Lia um ensaio sobre o livro "The Life of the Mind" de Hannah Arendt, quando me confronto com uma tese apetecível sobre a geografia do tempo. Atribuíndo à mente humana a capacidade de criar um tempo subjectivo próprio, o homem motivado pelas vicissitudes da história e da vida tenderá a criar no presente um intervalo, no tempo cronológico, que entende o passado e o futuro como forças antagónicas que se degladiam. 

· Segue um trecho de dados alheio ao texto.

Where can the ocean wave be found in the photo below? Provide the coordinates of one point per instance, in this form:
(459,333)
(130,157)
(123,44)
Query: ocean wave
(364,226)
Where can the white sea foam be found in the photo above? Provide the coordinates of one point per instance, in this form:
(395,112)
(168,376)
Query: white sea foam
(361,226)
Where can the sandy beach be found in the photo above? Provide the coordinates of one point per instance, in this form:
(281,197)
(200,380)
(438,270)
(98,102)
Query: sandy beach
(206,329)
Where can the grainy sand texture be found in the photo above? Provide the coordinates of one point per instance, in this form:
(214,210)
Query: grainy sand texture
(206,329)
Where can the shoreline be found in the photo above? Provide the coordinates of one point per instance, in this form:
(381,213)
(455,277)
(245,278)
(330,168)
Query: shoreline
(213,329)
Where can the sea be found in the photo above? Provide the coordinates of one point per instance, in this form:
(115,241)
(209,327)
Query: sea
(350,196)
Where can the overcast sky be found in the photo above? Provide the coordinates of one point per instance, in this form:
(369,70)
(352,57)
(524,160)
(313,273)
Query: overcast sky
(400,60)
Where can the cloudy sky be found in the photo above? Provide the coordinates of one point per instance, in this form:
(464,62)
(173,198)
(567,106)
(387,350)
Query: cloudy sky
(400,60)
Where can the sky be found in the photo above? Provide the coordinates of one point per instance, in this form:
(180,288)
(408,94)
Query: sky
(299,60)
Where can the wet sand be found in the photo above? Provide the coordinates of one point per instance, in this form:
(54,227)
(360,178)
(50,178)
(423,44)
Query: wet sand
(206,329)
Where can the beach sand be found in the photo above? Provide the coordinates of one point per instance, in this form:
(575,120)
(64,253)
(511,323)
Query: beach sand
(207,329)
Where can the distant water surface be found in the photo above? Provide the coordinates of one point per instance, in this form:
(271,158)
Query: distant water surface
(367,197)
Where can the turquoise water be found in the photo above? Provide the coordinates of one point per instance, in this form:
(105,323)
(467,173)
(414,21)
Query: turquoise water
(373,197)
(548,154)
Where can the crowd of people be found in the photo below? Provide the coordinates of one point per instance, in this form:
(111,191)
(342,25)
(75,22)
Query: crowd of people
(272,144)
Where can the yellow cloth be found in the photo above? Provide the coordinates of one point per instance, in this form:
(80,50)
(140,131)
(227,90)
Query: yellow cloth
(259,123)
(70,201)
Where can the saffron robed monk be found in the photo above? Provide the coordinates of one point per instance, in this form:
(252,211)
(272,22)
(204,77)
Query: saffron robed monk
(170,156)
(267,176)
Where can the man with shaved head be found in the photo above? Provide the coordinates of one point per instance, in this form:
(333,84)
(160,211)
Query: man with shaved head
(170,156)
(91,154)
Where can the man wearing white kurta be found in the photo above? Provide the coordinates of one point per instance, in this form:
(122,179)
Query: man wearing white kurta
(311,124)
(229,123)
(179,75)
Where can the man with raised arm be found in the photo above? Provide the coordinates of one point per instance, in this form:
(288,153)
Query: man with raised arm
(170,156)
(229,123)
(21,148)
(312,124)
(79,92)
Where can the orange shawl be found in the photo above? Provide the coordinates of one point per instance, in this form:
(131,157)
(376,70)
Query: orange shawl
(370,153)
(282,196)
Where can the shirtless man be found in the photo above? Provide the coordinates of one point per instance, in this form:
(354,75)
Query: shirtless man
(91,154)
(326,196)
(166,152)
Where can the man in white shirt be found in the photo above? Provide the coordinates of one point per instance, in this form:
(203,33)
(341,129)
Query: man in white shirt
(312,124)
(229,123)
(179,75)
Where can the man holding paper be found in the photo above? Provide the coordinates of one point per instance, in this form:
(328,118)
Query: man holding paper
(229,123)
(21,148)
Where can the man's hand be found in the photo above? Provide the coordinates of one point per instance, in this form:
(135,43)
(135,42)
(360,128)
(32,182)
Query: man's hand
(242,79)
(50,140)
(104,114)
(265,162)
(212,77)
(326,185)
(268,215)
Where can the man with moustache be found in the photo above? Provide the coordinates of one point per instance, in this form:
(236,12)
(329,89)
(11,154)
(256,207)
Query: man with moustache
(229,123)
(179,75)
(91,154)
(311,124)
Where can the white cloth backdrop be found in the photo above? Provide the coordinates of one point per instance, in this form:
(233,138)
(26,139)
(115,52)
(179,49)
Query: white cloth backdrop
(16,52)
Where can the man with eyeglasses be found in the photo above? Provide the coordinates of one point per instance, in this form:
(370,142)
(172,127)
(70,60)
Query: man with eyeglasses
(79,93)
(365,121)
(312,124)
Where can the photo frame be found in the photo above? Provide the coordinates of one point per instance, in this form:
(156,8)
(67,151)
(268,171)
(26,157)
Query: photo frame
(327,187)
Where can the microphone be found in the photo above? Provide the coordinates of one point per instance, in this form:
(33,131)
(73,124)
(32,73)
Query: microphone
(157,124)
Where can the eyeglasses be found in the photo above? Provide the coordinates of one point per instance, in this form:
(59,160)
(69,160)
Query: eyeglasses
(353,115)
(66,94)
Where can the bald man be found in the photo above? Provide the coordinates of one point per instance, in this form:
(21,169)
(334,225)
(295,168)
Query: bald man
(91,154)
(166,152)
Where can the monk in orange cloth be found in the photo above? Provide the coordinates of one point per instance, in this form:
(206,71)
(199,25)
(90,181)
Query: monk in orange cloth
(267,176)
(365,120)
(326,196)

É nesse intervalo subjectivo que podemos dar conta que, tal como o tempo cíclico da natureza, onde encontramos o nascimento e a morte, também aqui haverá lugar a um ciclo que enquadra cronológicamente um momento antecedente e um precedente. Hannah Arendt identifica esse momento como "uma verdadeira desconexão por acção e por vontade" entre um tempo passado "criando uma nova série a partir do presente". 

A ideia parece demasiado teórica mas, na realidade, não faz mais do que construir um teorema sobre as grandes cisões da história onde a vontade dos homens foi percursora das grandes revoluções. E é a partir da Revolução Americana que Arendt exorta a sua tese mas, sem dúvida, que haveria lugar para tantos outros exemplos que, por acção do homem metamorfosearam a sequência objectiva do curso do tempo. O desenho do tempo, surge-nos em Arendt como um aforismo onde se degladiam dois adversários: "o passado, que empurra, desde o início, o tempo para a frente e, o futuro, que veda o caminho evolutivo do primeiro". O homem, ser consciente das forças antagónicas em presença, acaba por se transformar em "vítima" num determinado ponto de colisão desta dupla pressão. Na "luta" os apetrechos vão evoluindo, entre o "passado morto", que se ergue como um mecanismo de imobilidade nostálgica que impede a mente de progredir, e a vontade de desbravar um futuro que, por receio, tarda em se manifestar, em se impor e, por fim, a existir. 

Viver numa frente de batalha não é necessariamente o contexto ideal para desenvolver uma actividade reflexiva. A exigência da tranquilidade faz-nos, por vezes, ter vontade de retirar os adereços do palco, remetendo-nos aos bastidores na procura daquilo que Kafka chamou "a saída da linha de combate e a assunção como árbitro absoluto". O sonho da tranquilidade, tão antigo como Parménides, não reveste em Arendt a faceta platónica dos dois mundos: o mundo interior, pessoal, entendido como o real e verdadeiro, por oposição ao mundo exterior, comum, que subsiste de aparências. 

Arendt rejeita a teoria da dualidade e concebe o recolhimento como uma suspensão. A troca momentânea, do mundo dos objectos pelo mundo dos conceitos, fundada nos próprios acontecimentos da vida quotidiana estariam na origem da criação de um presente intemporal. Nesse hiato a recordação e a antecipação seriam construídas com uma equidistância alargada, remetendo o ponto de colisão do passado e do futuro para longe do indivíduo, evitando assim a perturbação. Conseguiremos desta forma tomar posse do nosso tempo? "Aprofundar o presente, enaltecer o verdadeiro, o belo e praticar o bem?" Simone Weil sintetizou desta forma o agarrar " do nosso tempo". Caso se entenda o teorema como um desafio, cumpre explorá-lo. Foi o que fizemos.